THOUGHTSCULPT: Reasoning with Intermediate Revision and Search
Yizhou Chi, Kevin Yang, Dan Klein
TL;DR
THOUGHTSCULPT addresses the need for iterative reasoning with the ability to revise intermediate outputs in large language models. It proposes a general framework built around three modules—Thought Evaluator, Thought Generator, and Decision Simulator—and employs Monte Carlo Tree Search to navigate a graph of thought nodes with revision actions.

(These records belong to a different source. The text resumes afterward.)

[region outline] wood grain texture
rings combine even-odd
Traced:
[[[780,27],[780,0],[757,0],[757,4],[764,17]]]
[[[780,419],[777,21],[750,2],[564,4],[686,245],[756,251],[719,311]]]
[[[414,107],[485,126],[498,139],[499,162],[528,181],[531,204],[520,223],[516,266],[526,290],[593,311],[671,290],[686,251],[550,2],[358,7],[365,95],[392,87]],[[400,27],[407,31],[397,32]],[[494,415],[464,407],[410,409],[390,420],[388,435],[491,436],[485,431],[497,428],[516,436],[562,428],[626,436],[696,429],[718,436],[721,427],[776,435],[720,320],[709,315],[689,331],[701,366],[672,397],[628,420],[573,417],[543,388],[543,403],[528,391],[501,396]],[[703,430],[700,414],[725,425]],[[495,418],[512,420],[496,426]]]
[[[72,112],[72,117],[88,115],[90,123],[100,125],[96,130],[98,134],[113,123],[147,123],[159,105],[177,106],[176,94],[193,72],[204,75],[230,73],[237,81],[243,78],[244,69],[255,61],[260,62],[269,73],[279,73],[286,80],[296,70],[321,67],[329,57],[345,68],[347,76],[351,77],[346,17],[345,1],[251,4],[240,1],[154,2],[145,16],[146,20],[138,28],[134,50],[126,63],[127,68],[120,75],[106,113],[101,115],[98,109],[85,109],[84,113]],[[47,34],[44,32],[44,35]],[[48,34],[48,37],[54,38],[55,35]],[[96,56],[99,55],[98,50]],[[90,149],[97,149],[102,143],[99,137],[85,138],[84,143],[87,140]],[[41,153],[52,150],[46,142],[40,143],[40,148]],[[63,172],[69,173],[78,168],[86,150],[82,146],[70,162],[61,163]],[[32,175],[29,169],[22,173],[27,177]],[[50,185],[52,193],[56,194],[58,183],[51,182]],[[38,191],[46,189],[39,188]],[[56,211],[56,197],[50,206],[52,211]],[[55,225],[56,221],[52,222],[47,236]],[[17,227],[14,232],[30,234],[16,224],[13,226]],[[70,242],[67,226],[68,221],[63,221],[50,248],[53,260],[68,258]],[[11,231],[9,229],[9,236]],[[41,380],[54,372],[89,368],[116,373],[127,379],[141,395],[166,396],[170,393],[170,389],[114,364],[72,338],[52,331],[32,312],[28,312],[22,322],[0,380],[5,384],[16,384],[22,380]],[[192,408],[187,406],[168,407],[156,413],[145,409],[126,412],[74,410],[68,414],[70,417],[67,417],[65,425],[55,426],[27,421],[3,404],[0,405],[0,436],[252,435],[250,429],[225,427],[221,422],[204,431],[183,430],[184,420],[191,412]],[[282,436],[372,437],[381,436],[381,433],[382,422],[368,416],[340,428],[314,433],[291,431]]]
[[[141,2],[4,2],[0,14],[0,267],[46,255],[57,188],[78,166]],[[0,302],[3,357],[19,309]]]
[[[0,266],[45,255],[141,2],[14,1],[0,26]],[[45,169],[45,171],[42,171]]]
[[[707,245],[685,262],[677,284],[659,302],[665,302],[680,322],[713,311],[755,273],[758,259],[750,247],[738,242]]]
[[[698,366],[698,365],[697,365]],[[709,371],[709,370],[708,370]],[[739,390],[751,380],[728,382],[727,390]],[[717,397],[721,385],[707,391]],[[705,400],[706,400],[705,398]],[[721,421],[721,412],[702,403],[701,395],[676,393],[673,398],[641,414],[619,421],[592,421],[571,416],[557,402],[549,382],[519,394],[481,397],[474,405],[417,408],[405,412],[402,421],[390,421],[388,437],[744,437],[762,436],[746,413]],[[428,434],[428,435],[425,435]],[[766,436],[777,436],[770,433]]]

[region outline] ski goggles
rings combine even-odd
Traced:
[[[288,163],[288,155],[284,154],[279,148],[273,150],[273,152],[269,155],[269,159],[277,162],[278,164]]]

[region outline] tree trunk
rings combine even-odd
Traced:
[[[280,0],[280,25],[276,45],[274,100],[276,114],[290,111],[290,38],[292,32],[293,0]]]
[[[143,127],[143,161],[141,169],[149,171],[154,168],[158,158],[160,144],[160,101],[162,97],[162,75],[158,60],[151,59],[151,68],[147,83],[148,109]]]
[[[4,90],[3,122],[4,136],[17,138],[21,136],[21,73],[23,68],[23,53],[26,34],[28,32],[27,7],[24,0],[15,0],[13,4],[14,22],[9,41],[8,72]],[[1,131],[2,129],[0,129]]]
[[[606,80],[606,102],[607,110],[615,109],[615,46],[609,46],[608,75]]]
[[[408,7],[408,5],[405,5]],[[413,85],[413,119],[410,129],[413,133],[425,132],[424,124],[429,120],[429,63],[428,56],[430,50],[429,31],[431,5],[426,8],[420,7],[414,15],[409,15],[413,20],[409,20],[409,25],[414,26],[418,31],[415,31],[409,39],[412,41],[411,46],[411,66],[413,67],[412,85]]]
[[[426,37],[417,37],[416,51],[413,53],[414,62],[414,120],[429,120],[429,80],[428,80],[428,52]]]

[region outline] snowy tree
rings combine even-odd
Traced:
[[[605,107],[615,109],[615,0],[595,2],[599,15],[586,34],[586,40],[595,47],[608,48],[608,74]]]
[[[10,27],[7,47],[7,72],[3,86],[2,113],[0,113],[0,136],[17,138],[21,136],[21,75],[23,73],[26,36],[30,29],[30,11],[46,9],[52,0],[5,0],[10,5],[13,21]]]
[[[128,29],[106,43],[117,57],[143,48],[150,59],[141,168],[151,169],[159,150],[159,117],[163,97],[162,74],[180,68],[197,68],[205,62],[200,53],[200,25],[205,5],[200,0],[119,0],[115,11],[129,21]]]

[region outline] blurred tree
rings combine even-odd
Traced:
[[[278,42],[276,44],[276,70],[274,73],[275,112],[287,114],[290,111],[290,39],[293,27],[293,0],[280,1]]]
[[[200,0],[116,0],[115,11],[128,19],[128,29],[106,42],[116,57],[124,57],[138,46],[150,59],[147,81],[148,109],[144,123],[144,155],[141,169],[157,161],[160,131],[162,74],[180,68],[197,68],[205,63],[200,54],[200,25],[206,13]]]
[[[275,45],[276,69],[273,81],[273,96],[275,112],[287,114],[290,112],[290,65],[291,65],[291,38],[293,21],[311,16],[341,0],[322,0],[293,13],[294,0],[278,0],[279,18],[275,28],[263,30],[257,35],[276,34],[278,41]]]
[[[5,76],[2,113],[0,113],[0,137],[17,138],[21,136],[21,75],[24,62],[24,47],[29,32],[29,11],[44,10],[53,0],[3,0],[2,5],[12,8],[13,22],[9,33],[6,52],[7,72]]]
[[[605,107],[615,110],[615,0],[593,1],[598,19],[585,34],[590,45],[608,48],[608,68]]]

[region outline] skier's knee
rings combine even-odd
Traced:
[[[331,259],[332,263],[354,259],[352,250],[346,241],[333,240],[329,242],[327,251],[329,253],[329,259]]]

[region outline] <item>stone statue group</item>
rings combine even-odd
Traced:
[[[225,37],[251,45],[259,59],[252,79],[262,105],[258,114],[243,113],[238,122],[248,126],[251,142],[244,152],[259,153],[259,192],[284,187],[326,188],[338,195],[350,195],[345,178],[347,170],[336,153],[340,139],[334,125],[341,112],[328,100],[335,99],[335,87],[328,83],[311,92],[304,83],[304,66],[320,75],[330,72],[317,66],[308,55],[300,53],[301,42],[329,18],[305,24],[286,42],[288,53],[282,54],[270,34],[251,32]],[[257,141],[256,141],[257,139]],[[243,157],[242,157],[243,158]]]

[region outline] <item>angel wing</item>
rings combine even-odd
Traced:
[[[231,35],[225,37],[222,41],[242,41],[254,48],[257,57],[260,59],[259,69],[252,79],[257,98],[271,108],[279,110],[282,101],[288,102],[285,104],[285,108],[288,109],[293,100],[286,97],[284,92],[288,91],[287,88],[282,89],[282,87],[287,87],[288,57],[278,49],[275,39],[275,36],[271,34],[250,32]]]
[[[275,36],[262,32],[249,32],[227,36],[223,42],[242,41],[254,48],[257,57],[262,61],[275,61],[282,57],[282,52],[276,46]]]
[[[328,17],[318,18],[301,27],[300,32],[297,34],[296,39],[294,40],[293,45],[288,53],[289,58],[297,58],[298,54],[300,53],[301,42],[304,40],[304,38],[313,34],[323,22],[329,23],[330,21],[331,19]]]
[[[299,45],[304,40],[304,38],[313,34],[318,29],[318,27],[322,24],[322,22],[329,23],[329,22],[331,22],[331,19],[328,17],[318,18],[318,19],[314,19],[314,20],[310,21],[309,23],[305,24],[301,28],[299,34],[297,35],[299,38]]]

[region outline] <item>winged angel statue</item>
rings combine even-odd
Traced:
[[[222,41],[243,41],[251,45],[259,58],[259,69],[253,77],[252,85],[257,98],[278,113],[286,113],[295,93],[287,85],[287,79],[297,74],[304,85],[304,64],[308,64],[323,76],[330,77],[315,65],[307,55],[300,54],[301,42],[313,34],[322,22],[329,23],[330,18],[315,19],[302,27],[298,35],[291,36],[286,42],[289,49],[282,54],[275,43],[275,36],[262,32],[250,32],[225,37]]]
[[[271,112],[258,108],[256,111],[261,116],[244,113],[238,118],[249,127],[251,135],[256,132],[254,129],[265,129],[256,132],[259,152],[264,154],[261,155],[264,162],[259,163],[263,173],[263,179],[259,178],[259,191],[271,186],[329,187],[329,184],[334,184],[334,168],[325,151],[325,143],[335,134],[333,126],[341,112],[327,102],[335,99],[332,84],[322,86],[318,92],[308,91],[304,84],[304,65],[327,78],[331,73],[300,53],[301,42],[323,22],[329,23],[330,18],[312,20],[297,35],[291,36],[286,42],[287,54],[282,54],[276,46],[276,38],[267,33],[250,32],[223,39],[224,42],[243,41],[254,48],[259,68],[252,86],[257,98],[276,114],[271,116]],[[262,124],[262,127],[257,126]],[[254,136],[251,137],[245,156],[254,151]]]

Across Story Outline Improvement, Mini-Crosswords, and Constrained Generation, THOUGHTSCULPT consistently outperforms strong baselines, especially when using MCTS, while remaining inference-only and not requiring extra training. The approach offers a flexible, task-agnostic planner for long-form reasoning and creative generation, with potential impact on diverse domains requiring structured, revisable outputs, at the cost of higher computational demand.
Abstract
We present THOUGHTSCULPT, a general reasoning and search method for tasks with outputs that can be decomposed into components. THOUGHTSCULPT explores a search tree of potential solutions using Monte Carlo Tree Search (MCTS), building solutions one action at a time and evaluating according to any domain-specific heuristic, which in practice is often simply an LLM evaluator. Critically, our action space includes revision actions: THOUGHTSCULPT may choose to revise part of its previous output rather than continuing to build the rest of its output. Empirically, THOUGHTSCULPT outperforms state-of-the-art reasoning methods across three challenging tasks: Story Outline Improvement (up to +30% interestingness), Mini-Crosswords Solving (up to +16% word success rate), and Constrained Generation (up to +10% concept coverage).